Edwin también suspiró y susurró con cierta decepción:
—Yo también lo espero.
Ahora era el turno de Horace de preguntar algo para aclarar su duda.
—Príncipe Edwin, antes noté algo por una fracción de segundo. Parecías enfadado con el Rey Reginaldo. —Miró a Edwin y dijo algo vagamente:
— Espero que estés completamente de nuestro lado.
Edwin sonrió y asintió:
—Estoy completamente del lado del Rey Reginaldo. Es solo que… me sorprendió un poco escuchar a un Rey hablar de esa manera sobre una mujer. Considero a Adeline como mi enemiga, pero eso no significa que pueda soportar escuchar tales intenciones repugnantes.
Edwin había visto la cara de Lord Horace cuando Reginaldo había dicho claramente que no estaba hablando de la hija de Horace. Y Edwin sabía que podía conectar con Horace para despejar sus sospechas.
—También tengo mujeres en casa. Y me duele cuando los hombres las faltan al respeto.
Lord Horace rió con satisfacción por la respuesta de Edwin y estuvo de acuerdo con él:
—Sí, a veces es difícil soportar a nuestro Rey. —Tomó un profundo suspiro y dijo mientras apretaba el puño:
— Pero es el Rey que tenemos. Y es mi deber apoyar su sueño pero…
Los dos llegaron frente al carruaje y Edwin le hizo una señal al cochero para que se preparara.
—…Pero sus sueños ahora han comenzado a volverse demasiado egocéntricos, rencorosos y repugnantes. —Horace rió nerviosamente y descartó el asunto:
— Perdóname, Su Alteza. No sé por qué me estoy poniendo un poco emocional hoy.
Edwin sonrió y habló con comprensión:
—Está bien mostrar emociones a veces. —Miró hacia la torre detrás de él y dijo:
— Espero que no se desvíe del objetivo principal.
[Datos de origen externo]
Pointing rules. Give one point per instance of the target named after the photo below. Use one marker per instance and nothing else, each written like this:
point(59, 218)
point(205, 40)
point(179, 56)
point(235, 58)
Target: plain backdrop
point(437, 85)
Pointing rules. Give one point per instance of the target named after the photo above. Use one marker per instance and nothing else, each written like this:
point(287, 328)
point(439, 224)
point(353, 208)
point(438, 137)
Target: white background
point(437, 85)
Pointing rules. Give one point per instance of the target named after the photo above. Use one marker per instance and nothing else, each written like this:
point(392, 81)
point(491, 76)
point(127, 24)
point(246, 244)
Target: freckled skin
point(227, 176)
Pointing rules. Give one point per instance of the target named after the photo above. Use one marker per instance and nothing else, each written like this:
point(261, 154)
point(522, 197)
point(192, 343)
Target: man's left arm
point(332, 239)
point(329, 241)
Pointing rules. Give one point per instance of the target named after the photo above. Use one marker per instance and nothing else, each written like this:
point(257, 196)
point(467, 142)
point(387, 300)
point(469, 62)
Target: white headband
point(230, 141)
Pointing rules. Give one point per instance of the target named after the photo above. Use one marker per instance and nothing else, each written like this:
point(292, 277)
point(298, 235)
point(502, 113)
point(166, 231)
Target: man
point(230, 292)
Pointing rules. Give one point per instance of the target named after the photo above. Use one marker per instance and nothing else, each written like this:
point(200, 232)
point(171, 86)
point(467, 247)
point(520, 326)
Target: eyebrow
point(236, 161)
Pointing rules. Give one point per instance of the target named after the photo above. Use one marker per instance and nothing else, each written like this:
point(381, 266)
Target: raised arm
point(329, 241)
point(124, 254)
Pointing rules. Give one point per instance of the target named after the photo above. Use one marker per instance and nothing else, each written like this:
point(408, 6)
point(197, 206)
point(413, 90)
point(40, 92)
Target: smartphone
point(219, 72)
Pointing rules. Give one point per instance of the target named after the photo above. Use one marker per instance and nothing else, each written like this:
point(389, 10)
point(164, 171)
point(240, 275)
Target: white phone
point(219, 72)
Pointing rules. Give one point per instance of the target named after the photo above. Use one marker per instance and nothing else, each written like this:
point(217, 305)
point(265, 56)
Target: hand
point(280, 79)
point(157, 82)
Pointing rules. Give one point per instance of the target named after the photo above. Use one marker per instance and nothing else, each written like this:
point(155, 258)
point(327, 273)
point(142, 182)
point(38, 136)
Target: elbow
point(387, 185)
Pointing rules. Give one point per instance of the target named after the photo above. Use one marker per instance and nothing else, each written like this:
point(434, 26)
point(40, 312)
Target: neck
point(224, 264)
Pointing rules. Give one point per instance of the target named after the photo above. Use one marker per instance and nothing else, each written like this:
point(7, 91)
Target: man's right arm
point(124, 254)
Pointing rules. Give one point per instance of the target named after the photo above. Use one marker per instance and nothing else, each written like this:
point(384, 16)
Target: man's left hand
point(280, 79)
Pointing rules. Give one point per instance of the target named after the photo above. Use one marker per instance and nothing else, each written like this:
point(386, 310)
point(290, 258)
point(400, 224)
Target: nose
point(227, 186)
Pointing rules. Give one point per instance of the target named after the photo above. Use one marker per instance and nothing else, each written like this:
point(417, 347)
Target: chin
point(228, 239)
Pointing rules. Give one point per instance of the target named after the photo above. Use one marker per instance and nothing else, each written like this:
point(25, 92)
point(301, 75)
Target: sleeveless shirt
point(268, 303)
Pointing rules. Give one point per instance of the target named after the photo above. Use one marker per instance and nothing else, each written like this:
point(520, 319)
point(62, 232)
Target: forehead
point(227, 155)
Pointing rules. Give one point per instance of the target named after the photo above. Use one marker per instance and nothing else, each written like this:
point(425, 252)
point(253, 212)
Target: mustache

El cochero se inclinó ante Edwin y dijo:
—El carruaje está listo, Su Alteza.
Horace forzó una sonrisa y estuvo de acuerdo con Edwin:
—Yo también lo espero. O si no, todos nuestros esfuerzos serán en vano. —Luego se despidió de Edwin—. Que tenga un viaje seguro, Su Alteza.
—¡Gracias! —Edwin hizo un ligero asentimiento y volvió al interior del carruaje.
El carruaje comenzó a avanzar y llegaron a las afueras de la capital en poco tiempo.
Edwin estaba mirando su palma y frotando ligeramente su pulgar contra el grueso anillo que llevaba puesto.
Kira apareció repentinamente a la vista y suspiró:
—¡Ah! Finalmente, puedo respirar adecuadamente. Tuve que contener mi respiración y mi ira cuando estaba dentro de esa sala de reuniones.
Edwin miró a Kira y dijo:
—Eso nos hace dos. Gracias por soportar las palabras de ese estúpido Rey. Debe haber sido difícil para ti escuchar a alguien denigrar a tu maestro.
Kira mostró sus colmillos y estuvo de acuerdo:
—Apenas me contuve. Quería aplastarle el cráneo.
Kira entonces señaló el anillo de Edwin y preguntó con una sonrisa astuta:
—¿Estás pensando lo que yo estoy pensando?
Edwin sonrió con malicia y preguntó:
—¿Así que tú también lo notaste, eh?
La sonrisa de Kira se ensanchó mientras chasqueaba los dedos y decía:
—Sería seguro asumir que la plata es letal para esos vampiros.